Chapman's Dugout
In the early 1860s Stephen B. Chapman and his family lived on a farm near the town of Black Jack, south of Lawrence, Kansas. In summer 1863 Bushwhackers began traveling through the area, terrorizing the citizens. After William C. Quantrill's Lawrence Massacre on August 21, 1863, the family in September moved west, since the guerrillas passed within sight of their farm.
They arrived in Ottawa County, Kansas, in October, settling on the Solomon River. They and some of their new neighbors built them a dugout, a single room measuring fourteen by sixteen feet. The dugout had a fireplace and probably logs and/or sod were used for the roof and some of the walls. After the structure was completed, the family moved into it and Mr. Chapman built a rough wood floor for it.[1]
Very quickly the Chapman home started to serve the growing numbers of settlers as a fort during Indian disturbances. During this time relations between the settlers and the Indians were hostile and many Indian raids transpired. Sometimes large numbers of settlers took refuge in the Chapman dugout. The largest number was fifty-two men, women and children. In the nights of refuge, the men would keep watch for Indians and the women and children would sleep on quilts on the floor.[2]
One time the Indians set a grass fire in an apparent attempt to burn out the white settlers. The native prairie grass was six feet high and burned well in the wind that accompanied the fire. The result was many buffalo died in the fire.[3]
When the Chapman dugout was used as the area fortress, it served as the community Sunday school. About ten persons met there every Sunday.
The dugout's use as a refuge pretty much ended by summer 1864. At that time Fort Solomon was built about a mile to the north. The town of Lindsey developed around Fort Solomon. The majority of the county's population lived in log cabins inside Fort Solomon from summer 1864 to spring 1865.[4]
Even the Chapmans had a cabin inside the fort, but apparently they never took refuge in it. They preferred to remain in their dugout. Capt. Elisha Hammer took a troop detachment from Salina to visit Ottawa County and begged the Chapmans to leave their dugout. They still stayed, enduring near starvation.

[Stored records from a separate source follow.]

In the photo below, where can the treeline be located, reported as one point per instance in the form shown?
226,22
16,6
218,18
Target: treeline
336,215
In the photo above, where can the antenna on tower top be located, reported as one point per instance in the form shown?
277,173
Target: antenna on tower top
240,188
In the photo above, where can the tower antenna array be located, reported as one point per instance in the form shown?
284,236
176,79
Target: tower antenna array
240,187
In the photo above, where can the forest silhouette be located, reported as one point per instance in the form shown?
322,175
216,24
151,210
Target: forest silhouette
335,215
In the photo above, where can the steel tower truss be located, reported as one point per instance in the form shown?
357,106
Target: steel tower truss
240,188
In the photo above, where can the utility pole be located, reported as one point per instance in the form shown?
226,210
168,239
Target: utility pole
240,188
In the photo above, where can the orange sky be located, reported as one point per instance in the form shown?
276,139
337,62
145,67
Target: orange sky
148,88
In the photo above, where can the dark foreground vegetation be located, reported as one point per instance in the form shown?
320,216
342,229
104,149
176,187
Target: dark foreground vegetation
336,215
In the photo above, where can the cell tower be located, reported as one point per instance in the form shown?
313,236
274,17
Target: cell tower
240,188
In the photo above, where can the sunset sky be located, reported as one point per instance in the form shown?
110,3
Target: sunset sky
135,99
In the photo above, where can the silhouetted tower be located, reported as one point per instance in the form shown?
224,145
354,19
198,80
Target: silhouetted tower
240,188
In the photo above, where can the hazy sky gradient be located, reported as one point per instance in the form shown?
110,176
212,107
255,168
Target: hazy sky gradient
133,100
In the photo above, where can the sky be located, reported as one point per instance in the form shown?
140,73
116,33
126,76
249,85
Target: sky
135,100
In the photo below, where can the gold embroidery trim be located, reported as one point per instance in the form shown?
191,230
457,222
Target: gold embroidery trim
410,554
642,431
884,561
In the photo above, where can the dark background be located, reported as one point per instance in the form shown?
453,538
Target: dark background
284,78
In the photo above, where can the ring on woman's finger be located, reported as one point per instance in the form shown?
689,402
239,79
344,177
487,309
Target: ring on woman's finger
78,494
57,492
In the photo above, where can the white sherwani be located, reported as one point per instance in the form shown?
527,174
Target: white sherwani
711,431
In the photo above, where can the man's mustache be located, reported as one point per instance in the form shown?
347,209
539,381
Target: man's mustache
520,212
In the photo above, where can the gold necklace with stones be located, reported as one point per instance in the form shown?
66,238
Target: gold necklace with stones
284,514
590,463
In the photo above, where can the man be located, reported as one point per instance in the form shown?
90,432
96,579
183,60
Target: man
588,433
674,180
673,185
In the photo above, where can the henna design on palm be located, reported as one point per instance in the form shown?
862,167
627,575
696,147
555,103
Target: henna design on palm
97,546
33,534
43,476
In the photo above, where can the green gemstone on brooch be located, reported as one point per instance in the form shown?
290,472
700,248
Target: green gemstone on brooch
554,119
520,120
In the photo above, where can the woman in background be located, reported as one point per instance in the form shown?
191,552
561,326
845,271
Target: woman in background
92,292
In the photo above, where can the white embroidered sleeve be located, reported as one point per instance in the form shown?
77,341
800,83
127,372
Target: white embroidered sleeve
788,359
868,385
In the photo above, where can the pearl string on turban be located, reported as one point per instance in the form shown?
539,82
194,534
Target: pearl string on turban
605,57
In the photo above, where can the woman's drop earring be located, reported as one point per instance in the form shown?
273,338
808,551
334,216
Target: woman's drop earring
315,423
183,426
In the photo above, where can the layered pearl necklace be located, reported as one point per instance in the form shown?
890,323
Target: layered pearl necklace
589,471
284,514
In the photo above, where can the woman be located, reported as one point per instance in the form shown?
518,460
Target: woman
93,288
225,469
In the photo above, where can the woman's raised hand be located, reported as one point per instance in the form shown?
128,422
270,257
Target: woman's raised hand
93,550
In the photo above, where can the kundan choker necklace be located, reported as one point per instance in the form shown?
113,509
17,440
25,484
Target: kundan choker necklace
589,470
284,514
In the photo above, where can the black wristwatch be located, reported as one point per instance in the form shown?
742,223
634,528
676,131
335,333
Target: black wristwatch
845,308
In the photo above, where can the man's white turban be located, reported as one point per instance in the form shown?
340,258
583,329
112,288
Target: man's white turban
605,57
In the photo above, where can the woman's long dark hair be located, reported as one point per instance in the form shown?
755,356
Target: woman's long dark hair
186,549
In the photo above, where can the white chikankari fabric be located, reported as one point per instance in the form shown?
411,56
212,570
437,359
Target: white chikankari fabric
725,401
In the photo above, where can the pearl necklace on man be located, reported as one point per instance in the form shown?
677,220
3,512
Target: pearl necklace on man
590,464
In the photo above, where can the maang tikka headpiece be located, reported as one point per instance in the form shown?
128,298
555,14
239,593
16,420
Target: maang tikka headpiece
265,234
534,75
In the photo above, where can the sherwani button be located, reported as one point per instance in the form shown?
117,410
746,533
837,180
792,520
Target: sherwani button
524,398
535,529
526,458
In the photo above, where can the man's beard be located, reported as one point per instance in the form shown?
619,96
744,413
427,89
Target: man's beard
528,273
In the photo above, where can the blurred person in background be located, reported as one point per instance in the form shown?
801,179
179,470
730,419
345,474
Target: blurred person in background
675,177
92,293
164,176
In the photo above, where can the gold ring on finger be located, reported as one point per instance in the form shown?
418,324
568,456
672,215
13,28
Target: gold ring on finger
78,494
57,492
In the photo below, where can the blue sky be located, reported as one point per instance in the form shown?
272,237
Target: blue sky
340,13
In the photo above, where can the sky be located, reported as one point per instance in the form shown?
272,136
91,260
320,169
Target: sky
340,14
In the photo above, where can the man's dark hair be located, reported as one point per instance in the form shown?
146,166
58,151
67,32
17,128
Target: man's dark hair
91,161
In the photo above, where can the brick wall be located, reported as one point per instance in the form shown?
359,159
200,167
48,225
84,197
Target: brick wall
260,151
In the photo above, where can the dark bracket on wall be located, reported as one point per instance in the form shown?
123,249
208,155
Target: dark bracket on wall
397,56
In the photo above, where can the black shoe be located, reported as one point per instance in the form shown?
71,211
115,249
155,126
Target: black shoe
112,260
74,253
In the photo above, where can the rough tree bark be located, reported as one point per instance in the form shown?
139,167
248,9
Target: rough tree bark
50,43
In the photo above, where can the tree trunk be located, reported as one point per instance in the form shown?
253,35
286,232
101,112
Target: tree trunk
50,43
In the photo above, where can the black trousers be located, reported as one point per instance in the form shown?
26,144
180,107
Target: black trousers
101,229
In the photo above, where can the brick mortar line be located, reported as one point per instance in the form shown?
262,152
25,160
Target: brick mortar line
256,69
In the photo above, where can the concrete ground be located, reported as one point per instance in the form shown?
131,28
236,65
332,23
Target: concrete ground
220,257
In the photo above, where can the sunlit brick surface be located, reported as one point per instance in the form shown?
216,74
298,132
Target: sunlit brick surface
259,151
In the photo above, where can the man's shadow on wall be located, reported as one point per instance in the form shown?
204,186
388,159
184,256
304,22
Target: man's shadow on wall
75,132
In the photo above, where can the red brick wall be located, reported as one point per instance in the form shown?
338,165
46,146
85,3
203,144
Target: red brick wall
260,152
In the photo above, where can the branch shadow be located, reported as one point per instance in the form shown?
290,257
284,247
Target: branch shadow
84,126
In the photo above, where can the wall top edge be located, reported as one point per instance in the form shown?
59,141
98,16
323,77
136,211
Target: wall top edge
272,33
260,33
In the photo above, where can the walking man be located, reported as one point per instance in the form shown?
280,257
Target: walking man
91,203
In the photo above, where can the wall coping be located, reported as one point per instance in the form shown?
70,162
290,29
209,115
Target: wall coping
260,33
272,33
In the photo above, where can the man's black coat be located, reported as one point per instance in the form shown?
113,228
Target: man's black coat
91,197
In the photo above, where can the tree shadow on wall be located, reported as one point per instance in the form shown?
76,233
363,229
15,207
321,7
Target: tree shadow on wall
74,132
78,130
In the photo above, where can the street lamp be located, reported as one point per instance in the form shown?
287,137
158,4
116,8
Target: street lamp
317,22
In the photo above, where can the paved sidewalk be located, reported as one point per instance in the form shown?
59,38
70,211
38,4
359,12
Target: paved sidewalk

Eventually the raids ceased. In 1868 or 1869 the Chapmans completed a brick house and left their dugout, which fell into disrepair.[5]
References
[edit]- ^ Lavina G. Chapman, Short Stories of Pioneer Days (N.p.: Centennial Committee, n.d.), pp. 2, 6-7; William C. Pollard, Jr., "Forts and Military Posts in Kansas: 1854-1865" (Ph.D. dissertation, Faith Baptist College and Seminary, 1997), pp. 26-7.
- ^ Chapman, pp. 8-9; Plat Book of Ottawa County, Kansas (Minneapolis, Minn.: Northwest Publishing Co., 1902), p. 20.
- ^ Chapman, pp. 14, 29.
- ^ Chapman, p. 8; Ottawa County History: 1864-1984 (N.p.: Centennial Committee, n.d.), p. 12; History of the State of Kansas (Chicago: A. T. Andreas, 1883), p. 1425; Marvin H. Garfield, "The Military Post as a Factor in the Frontier Defense of Kansas, 1865-1869," Kansas Historical Quarterly, Vol. 1, No. 1 (November 1931), pp. 59-60.
- ^ Chapman, pp. 11-2, 15-6, 18; I. L. Stull, reminiscence, p. 1 (from the Ottawa County Historical Museum, Minneapolis, Kans.).